А ничуть не смутившийся Соломатько мгновенно продолжил:
– «Звери задрожали, в обморок упали, волки от испуга скушали друг друга». Слышь, Егоровна, это о нас с тобой. Мария Игоревна полагают, что мы сейчас набросимся друг на друга и будем раздирать на части в их присутствии, а они будут хохотать. Так, доченька? И чего ты мамашу вдруг решила припечатать? Ну, рада она меня видеть, это всем ясно, гораздо более рада, чем ты, красавица наша двухметровая. А чё ж ее, мамашу, утирать-то?
– Как я устаю от тебя, папа, – ответила ему Маша нежно и, чуть подумав, объяснила: – Я лишь спросить тебя хотела, кто это написал, больше ничего. При чем тут моя мама?
– Да-а-а… – Соломатько поправил воротник своей фуфайки. – Наверно, не понял, как говорится, не срулил… Кто, говоришь, автор? Дак ведь я, доченька, книжек не читаю, все больше по футболу как-то… пивка там, то да се…
– Завелся!.. – Маша махнула рукой и, кинув на меня насмешливый, как мне показалось, взгляд, ушла.
Никакого уважения, вишь как, Егоровна. А кто подучивает? Кстати, – он подмигнул мне, – может, и вправду волки хотя бы от испуга покушают друг друга, а, Егоровна, ты как?

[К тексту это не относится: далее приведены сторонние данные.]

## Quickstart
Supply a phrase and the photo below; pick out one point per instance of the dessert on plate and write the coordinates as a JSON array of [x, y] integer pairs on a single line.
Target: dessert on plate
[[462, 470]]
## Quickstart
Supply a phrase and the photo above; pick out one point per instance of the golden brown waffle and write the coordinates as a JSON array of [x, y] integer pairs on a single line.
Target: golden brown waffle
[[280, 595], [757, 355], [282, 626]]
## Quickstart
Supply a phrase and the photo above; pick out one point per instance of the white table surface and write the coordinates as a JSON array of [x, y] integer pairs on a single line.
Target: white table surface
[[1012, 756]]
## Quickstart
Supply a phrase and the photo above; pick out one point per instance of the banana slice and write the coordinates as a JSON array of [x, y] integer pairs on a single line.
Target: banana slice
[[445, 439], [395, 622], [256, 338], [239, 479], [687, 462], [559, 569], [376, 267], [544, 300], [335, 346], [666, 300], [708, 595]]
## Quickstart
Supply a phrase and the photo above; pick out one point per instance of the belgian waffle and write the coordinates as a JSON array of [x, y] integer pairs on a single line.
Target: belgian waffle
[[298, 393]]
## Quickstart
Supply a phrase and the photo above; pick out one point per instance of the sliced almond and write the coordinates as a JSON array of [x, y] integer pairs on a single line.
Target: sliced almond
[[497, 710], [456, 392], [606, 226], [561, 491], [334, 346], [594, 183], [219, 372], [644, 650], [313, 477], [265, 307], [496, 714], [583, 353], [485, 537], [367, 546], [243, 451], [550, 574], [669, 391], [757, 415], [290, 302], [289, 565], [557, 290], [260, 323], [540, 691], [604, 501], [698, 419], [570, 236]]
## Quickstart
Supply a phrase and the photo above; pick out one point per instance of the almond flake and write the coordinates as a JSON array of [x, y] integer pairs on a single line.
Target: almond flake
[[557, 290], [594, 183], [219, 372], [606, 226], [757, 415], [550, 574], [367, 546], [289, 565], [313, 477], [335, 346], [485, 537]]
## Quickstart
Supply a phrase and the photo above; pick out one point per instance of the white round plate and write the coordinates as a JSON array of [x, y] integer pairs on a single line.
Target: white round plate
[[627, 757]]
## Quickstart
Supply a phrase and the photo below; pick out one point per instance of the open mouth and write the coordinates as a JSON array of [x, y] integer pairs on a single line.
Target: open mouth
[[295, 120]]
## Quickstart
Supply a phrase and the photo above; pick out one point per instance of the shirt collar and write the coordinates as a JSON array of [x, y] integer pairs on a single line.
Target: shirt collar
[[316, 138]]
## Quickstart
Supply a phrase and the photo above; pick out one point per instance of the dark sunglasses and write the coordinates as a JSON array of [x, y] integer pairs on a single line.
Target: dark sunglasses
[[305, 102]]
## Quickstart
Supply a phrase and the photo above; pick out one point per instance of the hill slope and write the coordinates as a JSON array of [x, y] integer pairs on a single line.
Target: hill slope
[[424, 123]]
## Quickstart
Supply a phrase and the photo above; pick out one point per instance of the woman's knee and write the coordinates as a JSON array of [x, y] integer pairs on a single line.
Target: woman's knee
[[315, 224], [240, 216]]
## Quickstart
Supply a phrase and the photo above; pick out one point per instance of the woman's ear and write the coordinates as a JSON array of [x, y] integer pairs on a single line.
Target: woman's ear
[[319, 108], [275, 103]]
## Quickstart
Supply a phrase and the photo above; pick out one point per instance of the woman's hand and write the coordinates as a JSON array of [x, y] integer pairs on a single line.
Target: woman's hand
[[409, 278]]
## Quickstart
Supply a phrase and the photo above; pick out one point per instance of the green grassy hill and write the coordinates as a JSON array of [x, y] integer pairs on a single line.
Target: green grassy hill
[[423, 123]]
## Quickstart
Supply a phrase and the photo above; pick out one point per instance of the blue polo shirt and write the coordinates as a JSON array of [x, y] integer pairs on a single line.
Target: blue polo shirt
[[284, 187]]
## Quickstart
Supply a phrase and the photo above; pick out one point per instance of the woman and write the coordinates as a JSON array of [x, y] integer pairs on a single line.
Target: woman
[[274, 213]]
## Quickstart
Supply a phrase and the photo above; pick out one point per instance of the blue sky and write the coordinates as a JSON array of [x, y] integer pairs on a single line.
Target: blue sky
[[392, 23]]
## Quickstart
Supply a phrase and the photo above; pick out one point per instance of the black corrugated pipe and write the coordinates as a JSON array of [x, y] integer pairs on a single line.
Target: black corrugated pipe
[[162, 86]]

Я даже не нашлась, что сказать на такое неожиданное предложение, и тоже ушла.
– Егоровна, это… кажись… – крикнул мне вслед Соломатько. – Да не уходи ты, подожди!.. – Дальше он продолжал нормальным голосом, видимо совершенно уверенный, что я стою за дверью и слушаю его разглагольствования: – Забыл я, кто это написал, но точно помню, что на обложке была нарисована дама, навроде тебя, в романтической грусти, только поносатее. И еще помню, что даму эту оторвала Танька, когда книжкой в меня бросала.
– За что? – тихо спросила я, не очень надеясь, что он услышит.

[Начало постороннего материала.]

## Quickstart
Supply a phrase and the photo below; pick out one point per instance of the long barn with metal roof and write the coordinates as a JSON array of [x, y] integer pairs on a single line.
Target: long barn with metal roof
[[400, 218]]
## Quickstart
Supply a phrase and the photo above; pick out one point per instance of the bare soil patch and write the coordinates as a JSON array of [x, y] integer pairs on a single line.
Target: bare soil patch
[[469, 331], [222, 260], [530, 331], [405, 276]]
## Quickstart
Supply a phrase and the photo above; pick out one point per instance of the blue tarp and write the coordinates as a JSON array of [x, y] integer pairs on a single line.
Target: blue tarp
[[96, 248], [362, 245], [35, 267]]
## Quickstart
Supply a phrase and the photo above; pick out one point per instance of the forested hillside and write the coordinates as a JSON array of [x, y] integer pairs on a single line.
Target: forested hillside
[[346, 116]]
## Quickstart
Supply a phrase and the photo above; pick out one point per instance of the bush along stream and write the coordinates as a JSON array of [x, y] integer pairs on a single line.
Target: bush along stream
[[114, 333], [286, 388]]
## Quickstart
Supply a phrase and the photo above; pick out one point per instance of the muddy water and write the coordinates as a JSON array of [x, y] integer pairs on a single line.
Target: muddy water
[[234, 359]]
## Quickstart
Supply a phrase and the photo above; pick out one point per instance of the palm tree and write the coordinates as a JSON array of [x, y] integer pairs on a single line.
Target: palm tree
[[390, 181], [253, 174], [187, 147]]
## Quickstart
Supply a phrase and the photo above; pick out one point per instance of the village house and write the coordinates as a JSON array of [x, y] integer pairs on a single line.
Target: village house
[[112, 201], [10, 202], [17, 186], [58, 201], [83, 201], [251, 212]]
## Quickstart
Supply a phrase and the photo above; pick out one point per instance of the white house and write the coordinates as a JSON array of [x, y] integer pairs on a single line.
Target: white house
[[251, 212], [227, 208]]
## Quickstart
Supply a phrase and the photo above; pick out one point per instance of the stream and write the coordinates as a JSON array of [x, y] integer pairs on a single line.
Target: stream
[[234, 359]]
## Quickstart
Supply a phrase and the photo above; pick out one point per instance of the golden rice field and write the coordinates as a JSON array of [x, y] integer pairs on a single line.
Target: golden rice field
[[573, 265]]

– За то, что плохо выполнял супружеский долг. Без огонька. Так, все, иди теперь, перерыв закончился, сейчас второй тайм. Я и так тут с вами пропустил весь чемпионат. Сам поверить не могу. Забы-ыл! Нет, ну ты поверишь? Забыл, что чемпионат Европы! Это как? Нормально? Голову мне задурили, обе… Давай, приноси скорей ужин. Будем вместе смотреть. Слушай, как классно! Когда ты молча стоишь за дверью… Жутко возбуждает. Тут не только про футбол забудешь… Ты смотри, смотри, что делают! Ой, сволочи, ой не надо… Фу-у… пронесло… чуть было не забили…
– Ты за кого болеешь-то? – спросила я, открыв дверь.
– Подожди-подожди… а-а-а… вот так вам и надо! Чего говоришь?… За кого болею? А кто это играет-то?… Одни вроде голландцы, а вторые… Так, сейчас скажут или напишут… Ой, ой, нет, только не так, милый, не надо, э-эх… Егоровна, давай, дуй за пивом. Ну невозможно единственный матч смотреть без пива! Вы что? Это хуже кастрации! Сегодня никакого чая с булочками! Неси пива! И внизу, в большом шкафу на кухне, в белом пакете, таранька, штучек пять-шесть тащи…
Соломатько не смотрел, здесь ли я, не смотрел на меня вообще, ушла ли, заперла ли дверь. Он, приплясывая и почему-то придерживая живот руками (не такой уж он у него был огромный, этот живот), топтался в полуметре от телевизора, чуть отходил назад, присаживался на подлокотник кресла и снова вскакивал, активно участвуя в игре. Когда «наши» (или кто-то, за кого он радовался) забили первый гол, он ловко подпрыгнул, выбросив наверх обе руки, и закричал очень громко:
– Го-ол!
– Я рада за тебя, – сказала я. Он, похоже, только сейчас заметил мое присутствие.